God and other associated things

I told you, it implies some fundamental properties in matter that allow its existence.

That’s just a subjective opinion, not objective evidence.

You don’t get to decide what we talk about, you made a dishonest claim, one of many I grant you, but I called you on it, here:

You claimed that my assertion “you are the one eschewing objective evidence in favour of subjective bias” was a subjective opinion, which was when I asked you to offer objective evidence for a deity and panpsychist, two beliefs you are peddling without any objective evidence for either. As we can see, you then tried to pass of a subjective opinion as objective evidence, making it clear you don’t understand the difference.

It is only your subjective opinion that one aspect of consciousness evidences panpsychism. So I was not offering a subjective opinion when I said you eschewed objective evidence in favour of subjective opinion, and you also believe in a deity, I note no attempt to objectively evidnece that at all. Again the dishonesty is palpable.

The paper stated explicitly that she was not brain dead, I have quoted it innumerable times, are you this desperate to cling to your subjective interpretation, even when the claims of the patient render it moot, as they are anecdotal, you also never mentioned this being your subjective interpretation of the paper you linked, you claimed the paper said there was no brain stem activity, suspiciously without a quote, and when you refused at my behest to quote it saying this, I scoured the paper and could see no such claim had been made, it merely said no brain wave activity was present and that brain stem activity had slowed, and that it said unequivocally that the patient was not brain dead. Worse still, you then falsely accused me of making a subjective interpretation, despite me quoting your link verbatim, fuck me.

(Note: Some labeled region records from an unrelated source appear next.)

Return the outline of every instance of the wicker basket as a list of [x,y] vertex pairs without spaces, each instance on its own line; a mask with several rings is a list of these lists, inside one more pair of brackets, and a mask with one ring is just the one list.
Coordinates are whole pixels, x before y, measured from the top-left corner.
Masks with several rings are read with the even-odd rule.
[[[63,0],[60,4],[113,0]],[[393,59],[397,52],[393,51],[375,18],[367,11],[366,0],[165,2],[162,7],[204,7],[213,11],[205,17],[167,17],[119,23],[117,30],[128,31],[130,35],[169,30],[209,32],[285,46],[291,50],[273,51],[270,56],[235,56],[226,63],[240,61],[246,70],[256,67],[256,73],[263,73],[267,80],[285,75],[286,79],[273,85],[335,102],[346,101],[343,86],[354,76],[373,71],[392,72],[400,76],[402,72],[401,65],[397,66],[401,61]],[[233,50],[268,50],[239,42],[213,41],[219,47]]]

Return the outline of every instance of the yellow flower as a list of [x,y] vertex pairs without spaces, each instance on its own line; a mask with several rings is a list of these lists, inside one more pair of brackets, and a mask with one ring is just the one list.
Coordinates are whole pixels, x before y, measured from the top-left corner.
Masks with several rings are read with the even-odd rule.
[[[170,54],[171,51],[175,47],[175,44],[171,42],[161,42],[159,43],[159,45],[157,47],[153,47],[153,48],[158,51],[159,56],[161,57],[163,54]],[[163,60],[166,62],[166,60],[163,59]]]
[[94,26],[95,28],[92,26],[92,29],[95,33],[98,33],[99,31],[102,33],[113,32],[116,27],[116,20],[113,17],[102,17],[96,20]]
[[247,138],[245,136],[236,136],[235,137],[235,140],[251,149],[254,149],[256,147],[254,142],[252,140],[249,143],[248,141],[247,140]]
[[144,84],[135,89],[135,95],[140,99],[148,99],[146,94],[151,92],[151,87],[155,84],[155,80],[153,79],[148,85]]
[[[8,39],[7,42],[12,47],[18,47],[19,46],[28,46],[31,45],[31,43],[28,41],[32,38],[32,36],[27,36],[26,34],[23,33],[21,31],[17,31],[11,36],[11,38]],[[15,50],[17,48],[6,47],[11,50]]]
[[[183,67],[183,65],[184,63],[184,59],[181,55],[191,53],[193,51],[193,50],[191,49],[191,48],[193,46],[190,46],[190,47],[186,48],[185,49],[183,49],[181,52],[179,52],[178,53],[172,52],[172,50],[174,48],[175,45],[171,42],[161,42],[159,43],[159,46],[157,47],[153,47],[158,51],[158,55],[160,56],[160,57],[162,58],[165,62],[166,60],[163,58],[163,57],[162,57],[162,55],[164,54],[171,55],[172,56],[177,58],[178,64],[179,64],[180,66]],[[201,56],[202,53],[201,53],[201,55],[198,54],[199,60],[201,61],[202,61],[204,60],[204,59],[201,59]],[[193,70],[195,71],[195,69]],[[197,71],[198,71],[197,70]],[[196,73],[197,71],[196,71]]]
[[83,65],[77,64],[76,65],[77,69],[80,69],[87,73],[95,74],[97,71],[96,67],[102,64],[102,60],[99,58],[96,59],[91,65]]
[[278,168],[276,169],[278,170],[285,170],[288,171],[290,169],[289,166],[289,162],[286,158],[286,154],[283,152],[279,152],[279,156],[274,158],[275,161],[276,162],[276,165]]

No, this is called causality.

The clicks from the speakers in her ears no longer elicited a response and there was zero brain wave activity.

You interpret it as there still being brain stem activity. Fine, but that’s not my interpretation.

the head of the operating table was tilted up, the cardiopulmonary bypass machine was turned off, and the blood was drained from Pam’s body like oil from a car

You assume there is still a possibility of brain stem activity without blood flow to the brain. Fine, but that’s not my interpretation.

The paper…

One interesting thing about this is that, although technically Pam was not brain dead yet

You are obsessed with the idea of brain death, but I’m telling you this is a debate that even experts have yet to resolve.

That is called a subjective claim, it need not be a fundamental property in all matter, it might only be true in very specific cases, say when billions of years of evolution produces functioning brains. You really don’t seem to understand the difference between a subjective claim and objective evidence.

Nope this is till a lie, I merely read and then quoted the paper you linked.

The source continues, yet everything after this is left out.